“Precautionary Recall Issued for Specific Product due to E.coli Outbreak: Public Urged to Avoid Consumption”

New Recall Issued for Vegan Chicken and Bacon Wraps Amid E.coli Contamination Fears

In the latest development of the ongoing E.coli outbreak, a third company has issued a recall for a specific product over concerns of potential contamination. Customers are being urged to avoid consuming vegan chicken and bacon wraps sold exclusively at WHSmith, as the food manufacturer, THIS, has announced a precautionary recall for all wraps purchased on or before Tuesday, June 18.

While there have been no reported cases of E.coli found in the product, THIS has taken this measure as a precaution in case any of the ingredients used in the wraps have been contaminated. Health officials are currently investigating the source of the outbreak, as this particular strain of E.coli can cause severe illness. As of June 11, there have been 211 confirmed cases and 67 people have required hospital treatment.

This recent recall follows similar actions taken by two other manufacturers last week, who recalled a variety of sandwiches, wraps, and salads sold in major British supermarkets. A list of affected products can be found on the manufacturer’s website.

In response to the recall, Greencore Group, who produces some of the recalled products, has assured that they adhere to the highest standards of food safety and are working closely with the Food Standards Agency and their suppliers to determine the source of the potential contamination. Similarly, Samworth Brothers Manton Wood, the supplier of a salad ingredient used in some of their products, has also issued a recall as a precautionary measure to ensure the safety of consumers. They have also stated that no other products from their Manton Wood site are affected.

The current strain of E.coli, also known as Shiga toxin-producing E.coli (STEC), is usually harmless and found in the intestines of humans and animals. However, in some cases, it can cause severe illness and even lead to kidney failure. Sue Davies, Head of Consumer Protection Policy at Which?, has urged the Food Standards Agency and the UK Health Security Agency to investigate the source of the widespread outbreak and take necessary action to prevent further cases. She stresses the importance of not becoming complacent with food safety and standards.

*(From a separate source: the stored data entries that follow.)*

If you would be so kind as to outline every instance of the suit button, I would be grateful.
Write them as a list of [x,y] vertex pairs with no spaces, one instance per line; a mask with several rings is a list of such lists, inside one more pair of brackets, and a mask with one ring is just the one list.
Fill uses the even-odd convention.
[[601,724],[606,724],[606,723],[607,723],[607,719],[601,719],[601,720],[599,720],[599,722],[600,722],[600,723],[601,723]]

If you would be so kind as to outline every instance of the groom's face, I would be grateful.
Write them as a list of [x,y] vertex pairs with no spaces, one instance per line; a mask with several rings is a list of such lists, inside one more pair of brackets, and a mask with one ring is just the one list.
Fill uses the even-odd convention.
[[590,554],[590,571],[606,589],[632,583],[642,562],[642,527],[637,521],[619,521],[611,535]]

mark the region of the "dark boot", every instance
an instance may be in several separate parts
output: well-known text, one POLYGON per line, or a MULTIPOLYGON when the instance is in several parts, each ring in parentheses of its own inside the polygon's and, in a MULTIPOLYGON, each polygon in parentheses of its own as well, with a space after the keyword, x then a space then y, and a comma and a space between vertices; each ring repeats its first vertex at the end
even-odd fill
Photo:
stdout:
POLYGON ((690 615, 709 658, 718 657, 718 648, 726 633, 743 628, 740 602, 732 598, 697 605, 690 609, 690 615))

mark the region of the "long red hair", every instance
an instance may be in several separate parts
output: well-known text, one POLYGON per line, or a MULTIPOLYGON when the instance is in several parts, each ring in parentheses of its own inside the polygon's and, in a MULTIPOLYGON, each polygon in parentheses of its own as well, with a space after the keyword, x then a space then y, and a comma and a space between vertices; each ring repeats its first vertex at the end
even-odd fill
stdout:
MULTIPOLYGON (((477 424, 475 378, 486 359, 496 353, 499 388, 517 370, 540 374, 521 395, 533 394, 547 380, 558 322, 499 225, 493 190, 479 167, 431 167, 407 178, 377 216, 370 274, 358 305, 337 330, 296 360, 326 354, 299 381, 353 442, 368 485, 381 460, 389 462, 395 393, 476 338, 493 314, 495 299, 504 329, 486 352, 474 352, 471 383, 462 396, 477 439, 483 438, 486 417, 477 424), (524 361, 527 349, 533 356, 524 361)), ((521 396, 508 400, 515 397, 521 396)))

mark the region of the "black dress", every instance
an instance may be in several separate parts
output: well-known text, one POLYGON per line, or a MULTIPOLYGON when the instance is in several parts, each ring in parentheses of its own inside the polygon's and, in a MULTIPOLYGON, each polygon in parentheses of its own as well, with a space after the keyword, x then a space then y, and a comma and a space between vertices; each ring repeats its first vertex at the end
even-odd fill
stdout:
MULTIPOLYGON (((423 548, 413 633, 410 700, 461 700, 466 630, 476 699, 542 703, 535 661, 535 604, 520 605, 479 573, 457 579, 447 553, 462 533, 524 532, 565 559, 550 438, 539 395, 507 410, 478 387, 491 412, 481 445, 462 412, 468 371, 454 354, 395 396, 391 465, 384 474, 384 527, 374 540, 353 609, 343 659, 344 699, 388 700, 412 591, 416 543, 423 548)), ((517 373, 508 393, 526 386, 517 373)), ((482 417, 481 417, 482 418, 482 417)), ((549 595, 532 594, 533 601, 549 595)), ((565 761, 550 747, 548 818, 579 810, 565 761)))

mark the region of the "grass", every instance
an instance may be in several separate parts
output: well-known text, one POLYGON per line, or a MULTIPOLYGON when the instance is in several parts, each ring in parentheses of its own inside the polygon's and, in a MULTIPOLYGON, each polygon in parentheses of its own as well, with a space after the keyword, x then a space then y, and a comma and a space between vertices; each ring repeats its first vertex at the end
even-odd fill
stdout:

Trish Mannes from the UK Health Security Agency has advised anyone experiencing symptoms such as severe and bloody diarrhea, stomach cramps, vomiting, and fever to seek medical attention and follow the guidance provided by NHS.uk. She also emphasizes the importance of proper hygiene, including washing hands with soap and warm water and using disinfectants to clean surfaces, to prevent the spread of infection. Those who may be infected should also refrain from preparing food for others and avoid work or school until 48 hours after symptoms have stopped.